With quite irrational self-immolation, she had refused to entrust the care of Kenneth to a trained nurse, and devoted herself to him day and night in a veritable orgy of maternal sacrifice.

Kenneth recovered, although probably less rapidly than he would have done under professional care, and Eleanor fell ill.

She had the fever very slightly, but after a time, she tentatively asked that Lily should be sent for from the convent.

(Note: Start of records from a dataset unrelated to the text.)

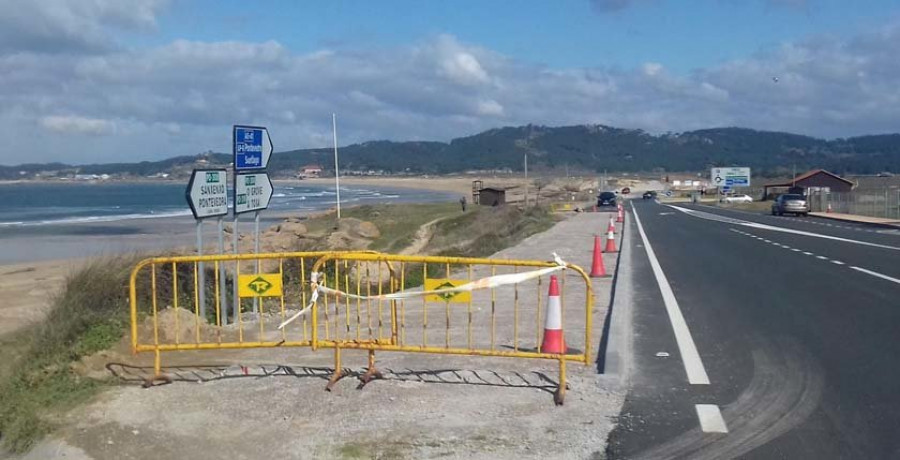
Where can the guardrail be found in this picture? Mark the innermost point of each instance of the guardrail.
(360, 301)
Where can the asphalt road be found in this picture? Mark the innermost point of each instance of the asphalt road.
(795, 324)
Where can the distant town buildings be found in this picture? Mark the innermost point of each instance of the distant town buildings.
(310, 171)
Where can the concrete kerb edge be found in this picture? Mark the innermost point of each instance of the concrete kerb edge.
(866, 224)
(613, 356)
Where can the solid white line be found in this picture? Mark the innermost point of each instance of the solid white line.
(876, 274)
(693, 366)
(733, 221)
(711, 420)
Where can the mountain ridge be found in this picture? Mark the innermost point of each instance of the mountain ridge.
(587, 148)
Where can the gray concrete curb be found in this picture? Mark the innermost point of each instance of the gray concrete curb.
(614, 358)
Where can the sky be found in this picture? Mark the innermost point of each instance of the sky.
(130, 80)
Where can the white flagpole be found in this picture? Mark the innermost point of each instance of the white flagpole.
(337, 180)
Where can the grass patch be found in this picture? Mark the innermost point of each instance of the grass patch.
(88, 315)
(399, 223)
(488, 230)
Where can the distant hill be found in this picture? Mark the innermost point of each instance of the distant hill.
(583, 148)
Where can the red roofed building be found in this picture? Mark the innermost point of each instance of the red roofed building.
(817, 178)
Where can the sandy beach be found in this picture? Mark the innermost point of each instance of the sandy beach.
(35, 262)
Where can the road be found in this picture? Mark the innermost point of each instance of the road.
(787, 343)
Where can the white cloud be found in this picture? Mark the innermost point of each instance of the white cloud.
(78, 125)
(183, 97)
(490, 107)
(64, 26)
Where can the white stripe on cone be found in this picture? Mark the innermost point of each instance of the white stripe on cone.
(553, 334)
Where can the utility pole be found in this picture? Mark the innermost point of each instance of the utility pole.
(526, 178)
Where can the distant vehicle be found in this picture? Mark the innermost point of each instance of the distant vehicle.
(737, 199)
(606, 199)
(790, 203)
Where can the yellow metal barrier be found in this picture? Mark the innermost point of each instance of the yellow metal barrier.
(557, 207)
(503, 321)
(350, 310)
(167, 315)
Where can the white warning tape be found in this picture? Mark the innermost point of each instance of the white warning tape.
(483, 283)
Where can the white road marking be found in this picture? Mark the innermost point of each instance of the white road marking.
(693, 366)
(711, 420)
(876, 274)
(730, 220)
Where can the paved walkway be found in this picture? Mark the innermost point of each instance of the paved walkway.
(856, 218)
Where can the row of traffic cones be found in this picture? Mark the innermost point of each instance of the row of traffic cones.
(554, 342)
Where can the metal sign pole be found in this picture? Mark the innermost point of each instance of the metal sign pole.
(202, 276)
(337, 175)
(236, 309)
(256, 251)
(222, 296)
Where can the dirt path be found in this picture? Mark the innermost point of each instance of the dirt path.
(422, 237)
(427, 406)
(27, 289)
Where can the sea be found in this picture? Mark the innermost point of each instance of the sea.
(48, 204)
(54, 221)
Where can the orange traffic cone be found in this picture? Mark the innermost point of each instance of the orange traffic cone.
(553, 338)
(610, 242)
(597, 268)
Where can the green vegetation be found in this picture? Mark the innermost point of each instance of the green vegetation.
(88, 315)
(586, 148)
(399, 223)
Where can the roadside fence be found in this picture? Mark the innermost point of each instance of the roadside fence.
(360, 301)
(884, 203)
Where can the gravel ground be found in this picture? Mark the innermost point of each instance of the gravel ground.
(270, 402)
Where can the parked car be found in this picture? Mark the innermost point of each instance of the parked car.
(606, 199)
(790, 203)
(737, 199)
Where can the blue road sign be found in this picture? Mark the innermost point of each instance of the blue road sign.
(252, 148)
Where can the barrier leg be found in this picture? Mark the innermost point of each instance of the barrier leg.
(560, 395)
(338, 369)
(158, 376)
(371, 372)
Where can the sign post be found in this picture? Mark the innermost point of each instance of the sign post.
(207, 195)
(253, 189)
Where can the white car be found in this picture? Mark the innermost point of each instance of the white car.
(738, 199)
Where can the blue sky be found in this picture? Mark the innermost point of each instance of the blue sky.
(566, 33)
(114, 80)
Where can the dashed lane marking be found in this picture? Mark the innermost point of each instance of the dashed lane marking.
(876, 274)
(823, 258)
(711, 420)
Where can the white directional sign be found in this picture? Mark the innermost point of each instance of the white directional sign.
(252, 148)
(252, 192)
(730, 177)
(207, 193)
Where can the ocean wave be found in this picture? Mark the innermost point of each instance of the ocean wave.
(92, 219)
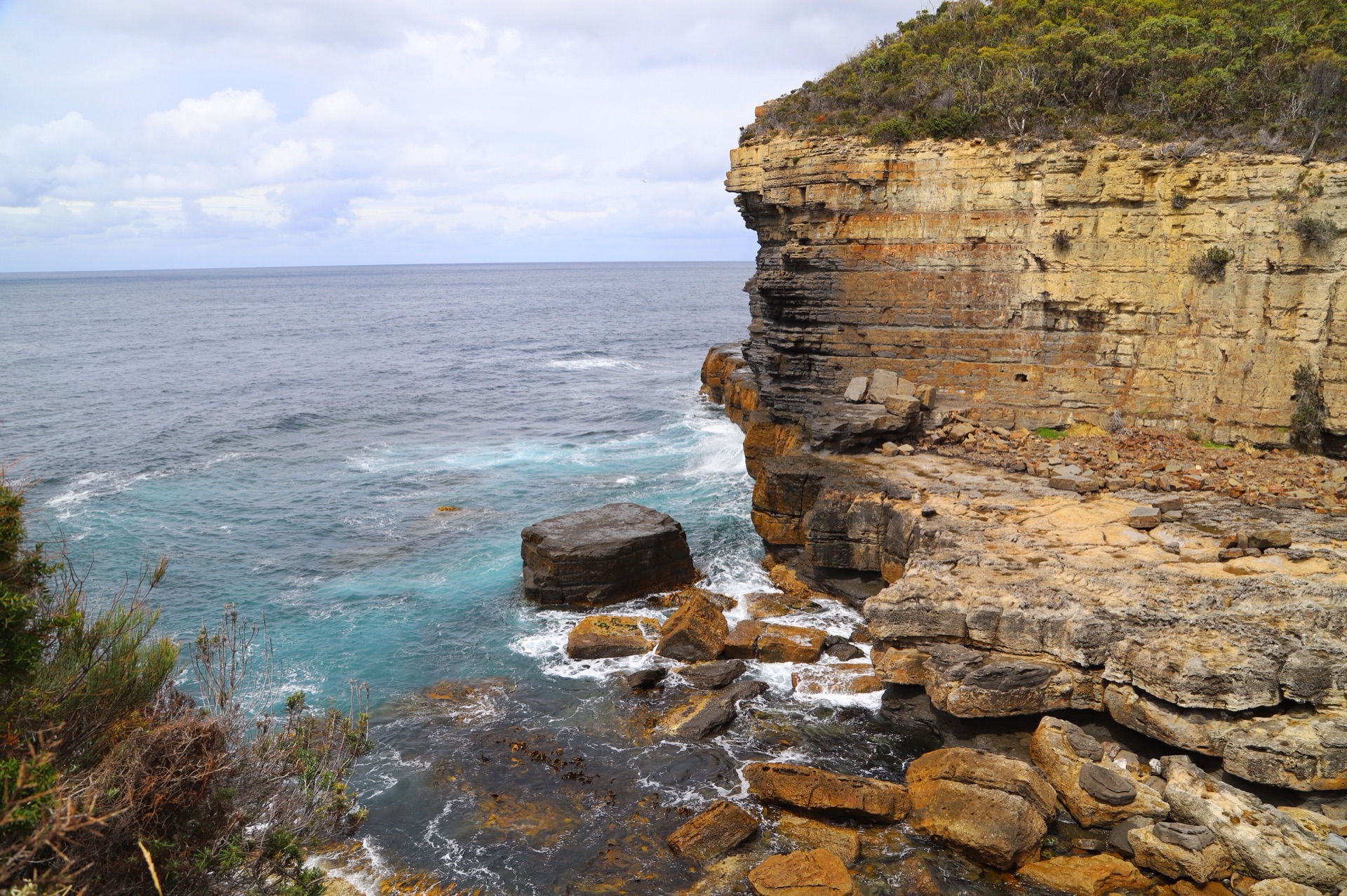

"I must see her once more, Philip."

It was entirely characteristic of Eleanor Stellenthorpe that with all her impassioned idolatry of her favourite child, it never occurred to her that she might spare Lily's sensitive youth an emotional scene such as the one of farewell that she contemplated.

But Philip, although heavy with the sense of impending calamity, and the spoken weight of an unfavourable medical verdict, was incapable of abandoning his life-long endeavour to alter the nature of painful facts by dint of refusing to acknowledge them.

"Don't talk like that, Eleanor dearest," he begged her. "It sounds just a little morbid, and of course you'll be well again by Christmas."

Accordingly, nothing distressing was put into words, and Philip and Eleanor, neither of them inwardly deceived by their spoken denial of despondency, suffered separately and in silence.